Value, respect, and strive for diversity in editors

I'll give you a case in question - me - a UK Wikipedian

I joined Wikipedia in 2006 and was initially interested in just one article (like most wikipedians). I transformed the article from a few paragraphs to a fairly comprehensive entry. Along the way I encountered the application of some of the really important rules that aren't really talked about to new members (verifiability, copyright, sources, etc).

A little later, the page gets marked for deletion as it's considered non notable. It sails through its AfD and we move on. Then new guidelines appear out of the blue for the subject area.

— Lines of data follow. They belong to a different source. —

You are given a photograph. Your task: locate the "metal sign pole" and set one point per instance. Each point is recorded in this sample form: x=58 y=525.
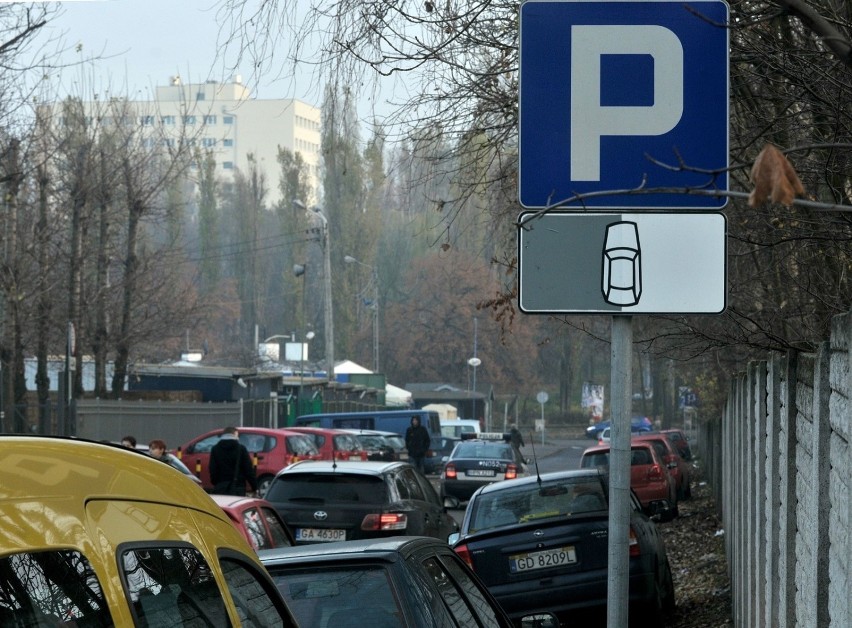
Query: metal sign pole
x=619 y=472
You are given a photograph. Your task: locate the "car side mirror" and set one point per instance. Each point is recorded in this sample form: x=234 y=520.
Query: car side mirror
x=540 y=620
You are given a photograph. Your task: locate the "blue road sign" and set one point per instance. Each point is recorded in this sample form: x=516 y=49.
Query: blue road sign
x=606 y=85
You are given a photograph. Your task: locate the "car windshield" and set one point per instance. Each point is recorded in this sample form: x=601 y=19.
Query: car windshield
x=531 y=502
x=475 y=449
x=301 y=445
x=347 y=442
x=368 y=441
x=323 y=487
x=339 y=597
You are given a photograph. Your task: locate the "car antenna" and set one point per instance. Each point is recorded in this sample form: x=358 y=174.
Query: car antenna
x=535 y=459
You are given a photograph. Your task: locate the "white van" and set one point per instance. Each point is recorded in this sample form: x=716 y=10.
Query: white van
x=454 y=428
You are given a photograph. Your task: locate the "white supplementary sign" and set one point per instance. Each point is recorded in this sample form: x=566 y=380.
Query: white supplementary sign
x=623 y=263
x=609 y=89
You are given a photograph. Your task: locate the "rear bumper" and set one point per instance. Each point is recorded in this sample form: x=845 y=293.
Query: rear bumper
x=462 y=489
x=567 y=593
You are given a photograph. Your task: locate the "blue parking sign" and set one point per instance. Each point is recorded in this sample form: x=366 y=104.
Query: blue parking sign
x=618 y=95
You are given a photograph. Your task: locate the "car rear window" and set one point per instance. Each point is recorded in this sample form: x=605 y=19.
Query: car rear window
x=531 y=502
x=301 y=445
x=638 y=456
x=483 y=450
x=338 y=487
x=339 y=597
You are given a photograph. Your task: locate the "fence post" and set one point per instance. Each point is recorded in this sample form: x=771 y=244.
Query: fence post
x=773 y=491
x=760 y=536
x=787 y=490
x=821 y=503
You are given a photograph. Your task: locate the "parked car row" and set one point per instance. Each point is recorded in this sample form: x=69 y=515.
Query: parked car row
x=349 y=542
x=274 y=449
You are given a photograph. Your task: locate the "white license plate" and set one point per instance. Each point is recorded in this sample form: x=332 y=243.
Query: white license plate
x=320 y=534
x=542 y=560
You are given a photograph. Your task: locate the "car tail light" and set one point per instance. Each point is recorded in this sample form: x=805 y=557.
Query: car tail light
x=633 y=544
x=464 y=554
x=385 y=521
x=655 y=473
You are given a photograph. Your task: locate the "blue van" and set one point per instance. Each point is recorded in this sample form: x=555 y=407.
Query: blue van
x=396 y=421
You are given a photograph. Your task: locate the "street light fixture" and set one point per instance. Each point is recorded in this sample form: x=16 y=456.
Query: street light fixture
x=374 y=276
x=328 y=309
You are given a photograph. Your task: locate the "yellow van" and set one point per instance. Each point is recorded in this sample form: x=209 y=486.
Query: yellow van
x=95 y=535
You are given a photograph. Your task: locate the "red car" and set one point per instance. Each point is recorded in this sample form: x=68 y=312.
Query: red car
x=257 y=520
x=677 y=466
x=334 y=444
x=680 y=441
x=271 y=450
x=649 y=477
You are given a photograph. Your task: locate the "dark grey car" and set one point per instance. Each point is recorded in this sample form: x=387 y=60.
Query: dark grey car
x=382 y=583
x=326 y=501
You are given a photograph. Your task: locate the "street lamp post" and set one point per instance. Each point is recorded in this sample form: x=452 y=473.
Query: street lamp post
x=374 y=277
x=328 y=309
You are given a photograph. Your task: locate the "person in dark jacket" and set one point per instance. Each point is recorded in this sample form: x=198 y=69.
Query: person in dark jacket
x=230 y=465
x=417 y=443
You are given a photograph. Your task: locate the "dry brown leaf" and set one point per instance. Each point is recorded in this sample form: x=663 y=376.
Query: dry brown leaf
x=774 y=178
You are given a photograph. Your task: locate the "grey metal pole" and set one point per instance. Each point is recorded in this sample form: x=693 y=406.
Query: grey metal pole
x=619 y=472
x=376 y=321
x=329 y=314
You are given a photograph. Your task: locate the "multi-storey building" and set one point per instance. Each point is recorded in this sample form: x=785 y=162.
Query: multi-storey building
x=225 y=120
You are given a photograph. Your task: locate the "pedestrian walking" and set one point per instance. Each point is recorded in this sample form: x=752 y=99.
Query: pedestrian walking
x=230 y=465
x=417 y=443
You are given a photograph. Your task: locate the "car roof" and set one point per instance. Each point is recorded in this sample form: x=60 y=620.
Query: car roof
x=368 y=432
x=544 y=477
x=387 y=548
x=633 y=445
x=72 y=472
x=362 y=467
x=234 y=501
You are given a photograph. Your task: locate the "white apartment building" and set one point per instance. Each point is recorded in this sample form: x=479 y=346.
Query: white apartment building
x=224 y=119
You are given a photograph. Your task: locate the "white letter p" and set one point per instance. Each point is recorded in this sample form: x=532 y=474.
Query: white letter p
x=590 y=120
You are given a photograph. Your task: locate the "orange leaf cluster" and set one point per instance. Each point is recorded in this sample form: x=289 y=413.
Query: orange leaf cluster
x=774 y=179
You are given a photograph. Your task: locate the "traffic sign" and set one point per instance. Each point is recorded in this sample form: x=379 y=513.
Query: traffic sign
x=605 y=85
x=622 y=263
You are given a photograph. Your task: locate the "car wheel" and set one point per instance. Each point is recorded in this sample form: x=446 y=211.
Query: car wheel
x=661 y=601
x=263 y=483
x=668 y=597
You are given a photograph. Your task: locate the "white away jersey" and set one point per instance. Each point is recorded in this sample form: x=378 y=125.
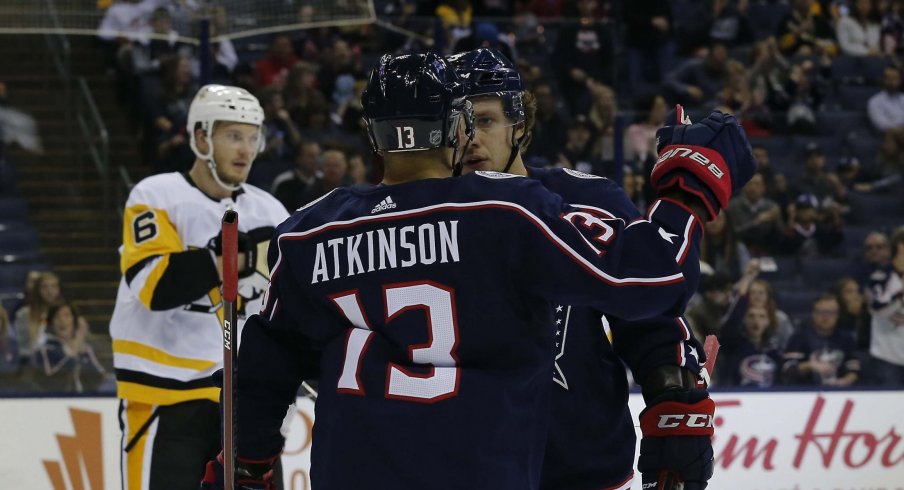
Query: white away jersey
x=166 y=326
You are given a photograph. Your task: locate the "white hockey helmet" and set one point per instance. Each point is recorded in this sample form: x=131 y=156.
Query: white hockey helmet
x=215 y=103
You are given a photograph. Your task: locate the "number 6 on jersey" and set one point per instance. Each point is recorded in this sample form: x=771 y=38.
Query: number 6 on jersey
x=442 y=380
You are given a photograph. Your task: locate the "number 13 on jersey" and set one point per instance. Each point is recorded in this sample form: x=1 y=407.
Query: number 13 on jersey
x=438 y=301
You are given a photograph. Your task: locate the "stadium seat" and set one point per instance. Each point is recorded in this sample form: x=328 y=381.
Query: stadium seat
x=797 y=302
x=12 y=275
x=872 y=209
x=841 y=124
x=13 y=209
x=827 y=271
x=854 y=98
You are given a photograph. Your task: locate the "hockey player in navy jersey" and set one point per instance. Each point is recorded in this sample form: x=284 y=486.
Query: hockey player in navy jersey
x=428 y=321
x=591 y=439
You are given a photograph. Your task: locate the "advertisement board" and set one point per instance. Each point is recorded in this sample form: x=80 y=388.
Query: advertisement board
x=845 y=440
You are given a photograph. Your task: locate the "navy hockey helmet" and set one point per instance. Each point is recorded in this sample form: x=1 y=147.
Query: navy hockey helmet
x=487 y=72
x=415 y=102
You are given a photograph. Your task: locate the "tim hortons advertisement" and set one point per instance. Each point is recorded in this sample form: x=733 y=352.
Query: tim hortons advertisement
x=764 y=441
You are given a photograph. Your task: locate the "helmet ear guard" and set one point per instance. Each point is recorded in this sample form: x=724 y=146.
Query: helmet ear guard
x=413 y=103
x=222 y=103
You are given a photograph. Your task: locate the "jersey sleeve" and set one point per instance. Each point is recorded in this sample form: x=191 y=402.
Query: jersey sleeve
x=643 y=344
x=275 y=357
x=631 y=271
x=154 y=262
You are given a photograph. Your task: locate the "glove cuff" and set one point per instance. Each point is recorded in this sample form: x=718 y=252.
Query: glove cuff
x=704 y=163
x=675 y=418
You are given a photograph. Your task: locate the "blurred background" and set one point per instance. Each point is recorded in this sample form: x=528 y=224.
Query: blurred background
x=94 y=97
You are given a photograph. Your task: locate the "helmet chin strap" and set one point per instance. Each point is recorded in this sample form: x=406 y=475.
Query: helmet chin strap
x=516 y=149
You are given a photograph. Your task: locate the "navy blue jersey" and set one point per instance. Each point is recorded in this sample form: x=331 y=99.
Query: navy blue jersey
x=591 y=438
x=424 y=309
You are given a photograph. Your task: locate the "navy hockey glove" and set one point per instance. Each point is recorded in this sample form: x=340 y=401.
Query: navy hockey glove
x=677 y=428
x=249 y=475
x=710 y=159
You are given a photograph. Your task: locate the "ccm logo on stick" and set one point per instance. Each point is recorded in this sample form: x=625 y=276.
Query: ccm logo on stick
x=693 y=155
x=692 y=420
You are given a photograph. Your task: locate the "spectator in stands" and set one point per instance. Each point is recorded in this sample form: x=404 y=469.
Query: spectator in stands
x=885 y=291
x=806 y=30
x=750 y=355
x=30 y=279
x=886 y=107
x=748 y=292
x=775 y=182
x=9 y=348
x=30 y=321
x=853 y=313
x=721 y=251
x=602 y=115
x=333 y=174
x=549 y=132
x=274 y=68
x=546 y=8
x=876 y=256
x=859 y=31
x=640 y=149
x=122 y=21
x=807 y=85
x=811 y=230
x=291 y=186
x=155 y=44
x=893 y=28
x=301 y=91
x=453 y=23
x=648 y=28
x=819 y=353
x=756 y=218
x=760 y=293
x=358 y=173
x=168 y=112
x=747 y=104
x=697 y=81
x=584 y=56
x=706 y=314
x=66 y=357
x=769 y=74
x=578 y=152
x=730 y=24
x=339 y=68
x=222 y=50
x=283 y=138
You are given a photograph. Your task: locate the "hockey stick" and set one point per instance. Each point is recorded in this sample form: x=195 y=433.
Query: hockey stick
x=711 y=351
x=230 y=346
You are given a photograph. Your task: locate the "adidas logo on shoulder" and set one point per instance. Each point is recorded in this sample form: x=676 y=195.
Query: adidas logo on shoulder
x=384 y=205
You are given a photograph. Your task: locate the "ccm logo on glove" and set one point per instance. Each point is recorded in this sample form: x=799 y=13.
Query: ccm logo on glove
x=691 y=420
x=693 y=155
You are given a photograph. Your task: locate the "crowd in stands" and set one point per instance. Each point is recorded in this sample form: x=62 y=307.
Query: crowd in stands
x=803 y=271
x=45 y=345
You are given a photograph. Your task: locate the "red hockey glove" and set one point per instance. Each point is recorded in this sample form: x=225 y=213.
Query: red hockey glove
x=708 y=160
x=677 y=428
x=249 y=475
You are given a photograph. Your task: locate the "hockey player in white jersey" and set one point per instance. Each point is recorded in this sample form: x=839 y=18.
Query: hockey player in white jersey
x=166 y=326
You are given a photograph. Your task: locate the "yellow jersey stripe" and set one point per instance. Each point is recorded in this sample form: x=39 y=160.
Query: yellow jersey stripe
x=162 y=396
x=160 y=357
x=147 y=232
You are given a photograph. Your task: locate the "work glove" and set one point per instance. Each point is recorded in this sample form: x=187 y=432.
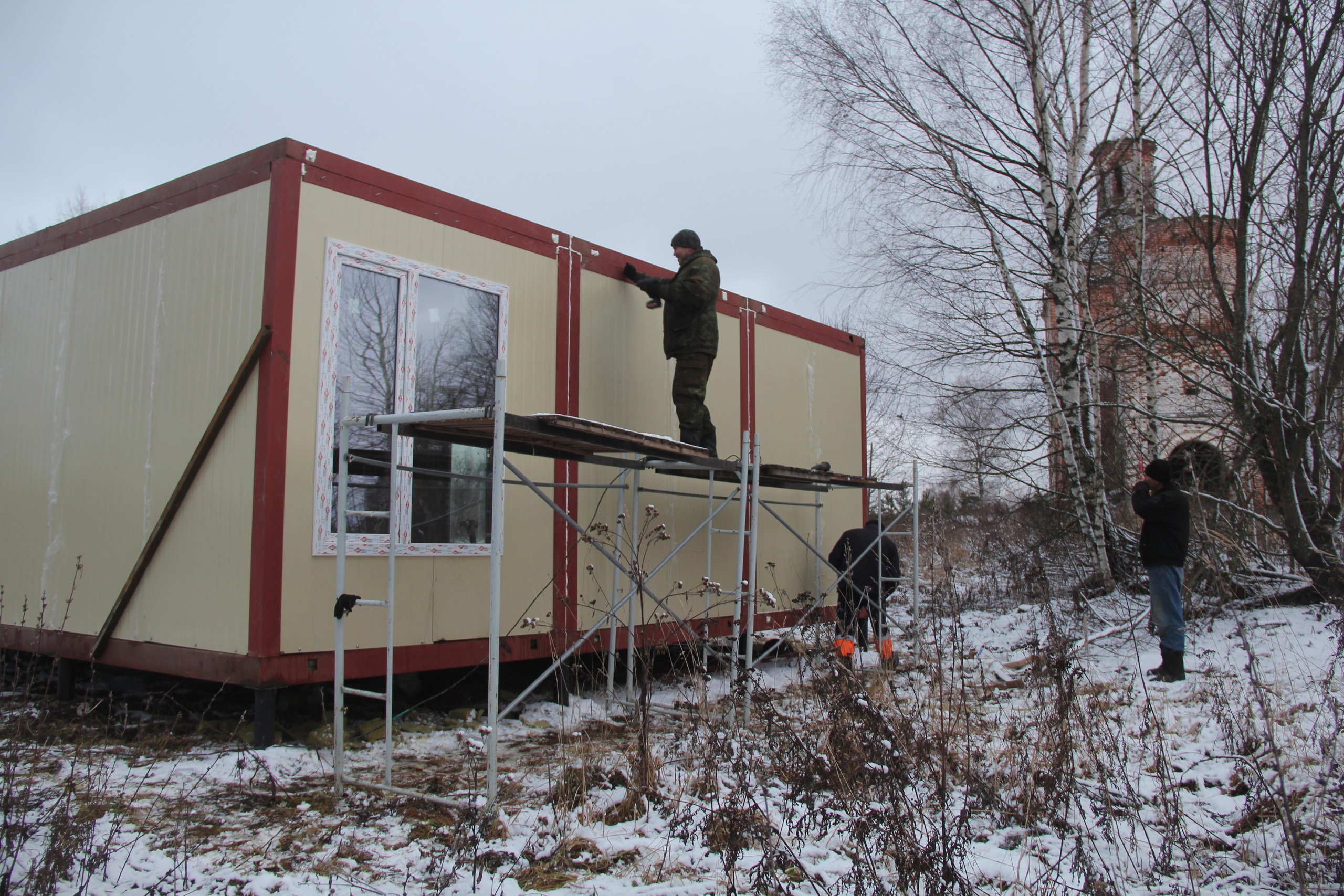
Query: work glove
x=648 y=285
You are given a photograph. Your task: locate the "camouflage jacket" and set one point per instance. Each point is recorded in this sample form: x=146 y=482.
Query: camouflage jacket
x=690 y=320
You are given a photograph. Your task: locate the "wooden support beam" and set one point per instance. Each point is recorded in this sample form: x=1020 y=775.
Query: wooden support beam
x=179 y=493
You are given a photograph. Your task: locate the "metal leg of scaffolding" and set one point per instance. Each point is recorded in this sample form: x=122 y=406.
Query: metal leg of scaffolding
x=636 y=515
x=636 y=578
x=616 y=596
x=742 y=544
x=915 y=571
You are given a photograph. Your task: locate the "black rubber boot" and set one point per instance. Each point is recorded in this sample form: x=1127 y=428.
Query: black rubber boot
x=1162 y=669
x=1175 y=664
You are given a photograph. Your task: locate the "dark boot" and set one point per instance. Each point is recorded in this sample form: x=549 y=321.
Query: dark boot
x=1175 y=667
x=1162 y=669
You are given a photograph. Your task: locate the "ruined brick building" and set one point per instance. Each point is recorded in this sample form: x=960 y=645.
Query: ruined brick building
x=1162 y=297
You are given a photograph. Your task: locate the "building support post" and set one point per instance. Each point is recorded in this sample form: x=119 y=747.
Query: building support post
x=636 y=530
x=65 y=679
x=264 y=718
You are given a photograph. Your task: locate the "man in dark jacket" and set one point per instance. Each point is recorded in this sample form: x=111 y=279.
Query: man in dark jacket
x=859 y=592
x=690 y=332
x=1162 y=546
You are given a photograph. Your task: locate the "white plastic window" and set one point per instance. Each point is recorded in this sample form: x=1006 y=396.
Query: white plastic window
x=409 y=338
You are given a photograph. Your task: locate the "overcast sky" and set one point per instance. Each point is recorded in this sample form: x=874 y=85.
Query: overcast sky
x=618 y=123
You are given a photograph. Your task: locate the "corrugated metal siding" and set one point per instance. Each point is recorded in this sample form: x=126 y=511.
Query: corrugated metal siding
x=808 y=410
x=437 y=598
x=113 y=358
x=624 y=379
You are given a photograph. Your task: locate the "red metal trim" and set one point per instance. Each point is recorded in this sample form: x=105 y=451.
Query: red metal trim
x=369 y=183
x=209 y=183
x=318 y=667
x=563 y=541
x=277 y=311
x=784 y=321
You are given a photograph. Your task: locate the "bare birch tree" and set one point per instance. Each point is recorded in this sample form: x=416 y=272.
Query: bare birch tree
x=959 y=135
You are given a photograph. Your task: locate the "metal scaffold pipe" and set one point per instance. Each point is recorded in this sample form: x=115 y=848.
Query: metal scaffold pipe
x=616 y=596
x=394 y=487
x=339 y=672
x=915 y=558
x=496 y=570
x=742 y=546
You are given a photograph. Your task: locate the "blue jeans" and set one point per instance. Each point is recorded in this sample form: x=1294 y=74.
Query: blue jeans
x=1164 y=593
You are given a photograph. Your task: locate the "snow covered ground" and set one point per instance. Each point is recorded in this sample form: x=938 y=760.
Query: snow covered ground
x=1072 y=774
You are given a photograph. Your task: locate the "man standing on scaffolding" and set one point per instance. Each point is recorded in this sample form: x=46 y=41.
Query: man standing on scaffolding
x=862 y=598
x=690 y=331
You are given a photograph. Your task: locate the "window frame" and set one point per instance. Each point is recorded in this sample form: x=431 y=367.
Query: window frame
x=407 y=272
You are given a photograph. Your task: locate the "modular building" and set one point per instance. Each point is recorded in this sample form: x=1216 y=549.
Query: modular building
x=123 y=330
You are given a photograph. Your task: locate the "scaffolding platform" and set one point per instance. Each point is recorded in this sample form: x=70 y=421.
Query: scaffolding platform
x=573 y=438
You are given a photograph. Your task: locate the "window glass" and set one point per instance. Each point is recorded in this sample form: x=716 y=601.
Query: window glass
x=456 y=343
x=366 y=352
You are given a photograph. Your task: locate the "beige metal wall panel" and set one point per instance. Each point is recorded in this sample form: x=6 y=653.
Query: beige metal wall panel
x=808 y=410
x=437 y=598
x=625 y=381
x=114 y=355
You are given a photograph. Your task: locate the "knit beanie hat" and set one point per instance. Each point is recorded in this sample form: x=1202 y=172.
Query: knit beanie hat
x=686 y=239
x=1160 y=471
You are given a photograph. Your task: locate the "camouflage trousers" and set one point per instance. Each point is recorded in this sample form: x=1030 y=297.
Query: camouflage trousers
x=689 y=386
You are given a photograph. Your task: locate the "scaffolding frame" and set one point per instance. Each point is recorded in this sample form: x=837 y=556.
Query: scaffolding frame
x=748 y=472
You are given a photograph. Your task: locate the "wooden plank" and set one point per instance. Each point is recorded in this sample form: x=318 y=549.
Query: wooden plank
x=179 y=493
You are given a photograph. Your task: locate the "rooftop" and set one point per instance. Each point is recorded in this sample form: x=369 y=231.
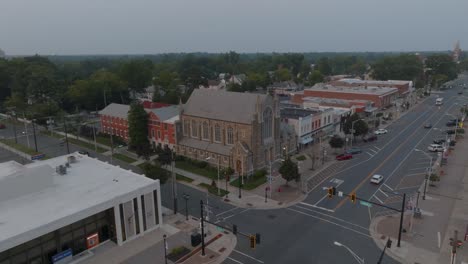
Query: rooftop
x=356 y=90
x=35 y=199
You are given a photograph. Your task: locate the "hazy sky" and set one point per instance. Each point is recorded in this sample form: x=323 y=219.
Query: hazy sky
x=158 y=26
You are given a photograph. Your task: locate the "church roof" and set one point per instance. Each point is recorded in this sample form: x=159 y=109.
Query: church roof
x=223 y=105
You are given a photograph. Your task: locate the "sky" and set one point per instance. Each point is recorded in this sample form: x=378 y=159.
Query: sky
x=78 y=27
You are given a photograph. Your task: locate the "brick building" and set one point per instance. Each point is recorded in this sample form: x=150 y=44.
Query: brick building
x=240 y=130
x=161 y=123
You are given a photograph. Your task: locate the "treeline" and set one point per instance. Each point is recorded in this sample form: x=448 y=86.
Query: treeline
x=47 y=86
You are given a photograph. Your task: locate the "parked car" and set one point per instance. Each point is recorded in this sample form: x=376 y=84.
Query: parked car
x=370 y=138
x=344 y=156
x=435 y=148
x=380 y=131
x=354 y=151
x=376 y=179
x=451 y=123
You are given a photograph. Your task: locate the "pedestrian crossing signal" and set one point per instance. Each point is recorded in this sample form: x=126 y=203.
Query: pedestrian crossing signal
x=252 y=241
x=353 y=197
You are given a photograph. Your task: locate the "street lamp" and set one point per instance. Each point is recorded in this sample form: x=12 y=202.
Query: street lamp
x=355 y=256
x=219 y=191
x=428 y=173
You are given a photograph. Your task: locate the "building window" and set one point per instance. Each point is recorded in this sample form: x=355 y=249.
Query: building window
x=194 y=129
x=186 y=127
x=205 y=131
x=267 y=125
x=217 y=133
x=230 y=136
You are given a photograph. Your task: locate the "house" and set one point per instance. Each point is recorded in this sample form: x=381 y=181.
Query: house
x=237 y=130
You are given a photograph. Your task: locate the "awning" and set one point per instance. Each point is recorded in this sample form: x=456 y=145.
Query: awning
x=306 y=140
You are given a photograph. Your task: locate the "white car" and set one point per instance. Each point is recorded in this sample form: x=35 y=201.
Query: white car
x=377 y=179
x=435 y=148
x=380 y=131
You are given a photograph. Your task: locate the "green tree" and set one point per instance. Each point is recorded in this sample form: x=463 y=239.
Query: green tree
x=156 y=172
x=336 y=142
x=289 y=171
x=138 y=130
x=137 y=73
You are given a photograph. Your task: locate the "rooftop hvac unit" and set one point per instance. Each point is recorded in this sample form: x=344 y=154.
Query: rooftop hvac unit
x=61 y=170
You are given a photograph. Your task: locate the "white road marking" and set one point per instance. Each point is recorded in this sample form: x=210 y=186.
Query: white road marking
x=336 y=218
x=248 y=256
x=387 y=186
x=375 y=196
x=318 y=207
x=231 y=259
x=383 y=192
x=330 y=222
x=438 y=239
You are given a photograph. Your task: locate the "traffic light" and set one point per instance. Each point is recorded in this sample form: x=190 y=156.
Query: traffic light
x=252 y=241
x=353 y=197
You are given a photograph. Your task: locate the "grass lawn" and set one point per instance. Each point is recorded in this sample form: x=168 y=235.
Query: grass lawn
x=213 y=190
x=124 y=158
x=11 y=143
x=250 y=184
x=301 y=157
x=73 y=140
x=209 y=172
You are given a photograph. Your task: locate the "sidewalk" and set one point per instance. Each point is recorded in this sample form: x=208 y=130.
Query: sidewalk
x=150 y=247
x=444 y=211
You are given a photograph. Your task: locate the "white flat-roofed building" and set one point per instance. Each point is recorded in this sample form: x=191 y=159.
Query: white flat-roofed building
x=65 y=205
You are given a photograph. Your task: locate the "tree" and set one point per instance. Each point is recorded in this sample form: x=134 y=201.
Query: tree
x=289 y=171
x=138 y=130
x=336 y=142
x=156 y=172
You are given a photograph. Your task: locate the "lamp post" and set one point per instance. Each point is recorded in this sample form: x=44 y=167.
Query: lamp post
x=219 y=191
x=428 y=172
x=355 y=256
x=186 y=197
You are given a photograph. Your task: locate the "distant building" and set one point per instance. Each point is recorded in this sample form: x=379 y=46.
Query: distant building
x=55 y=210
x=457 y=52
x=240 y=130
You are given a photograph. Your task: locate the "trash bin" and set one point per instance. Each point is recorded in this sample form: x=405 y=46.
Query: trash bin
x=195 y=239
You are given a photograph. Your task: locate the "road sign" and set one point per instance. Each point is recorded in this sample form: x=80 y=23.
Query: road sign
x=37 y=156
x=365 y=203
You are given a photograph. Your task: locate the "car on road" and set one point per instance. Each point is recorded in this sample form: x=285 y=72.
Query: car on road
x=451 y=123
x=354 y=151
x=380 y=131
x=370 y=138
x=435 y=148
x=344 y=156
x=376 y=179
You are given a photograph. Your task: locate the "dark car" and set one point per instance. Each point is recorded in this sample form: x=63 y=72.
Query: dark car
x=354 y=151
x=344 y=156
x=451 y=123
x=370 y=138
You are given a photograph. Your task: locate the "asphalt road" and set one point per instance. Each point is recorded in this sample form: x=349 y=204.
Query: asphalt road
x=304 y=233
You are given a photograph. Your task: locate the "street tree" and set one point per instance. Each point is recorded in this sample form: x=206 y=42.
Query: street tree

These are initially draft proposals (that as a wikipedian working in the specific area of the project, I wasn't made aware of it). One editor decides that these new draft guidelines are in fact de-facto rules, proceeding to mark the article for deletion again as it breaches the new guidelines.

Through the subsequent AfD (that it goes through), I found the project and the new draft guidelines and they are completely biased towards an american system that has no basis to be applied in other countries (including the UK). On questioning the new guidelines, it becomes apparent that it doesn't matter what I say as the English Wikipedia is predominately American and maintains some bias to that. Combining this with incivility and insults in other article edits (including a specific persecution) the result is that I have little drive to participate in the project any more.

Both of the theories are absolutely bang on. As far as the specific talk page disruptors are concerned, you have a genuine point. trouble is that with Joe Wikipedian having to defend almost every edit to an article, there is a specific danger you will end up blocking the wrong people.

I think the thing I'm trying to say is that to get this value, respect, and strive for diversity in editors, the whole culture of the encyclopedia needs to change to the collaborative aim we all want.

However, The simple truth is that it won't.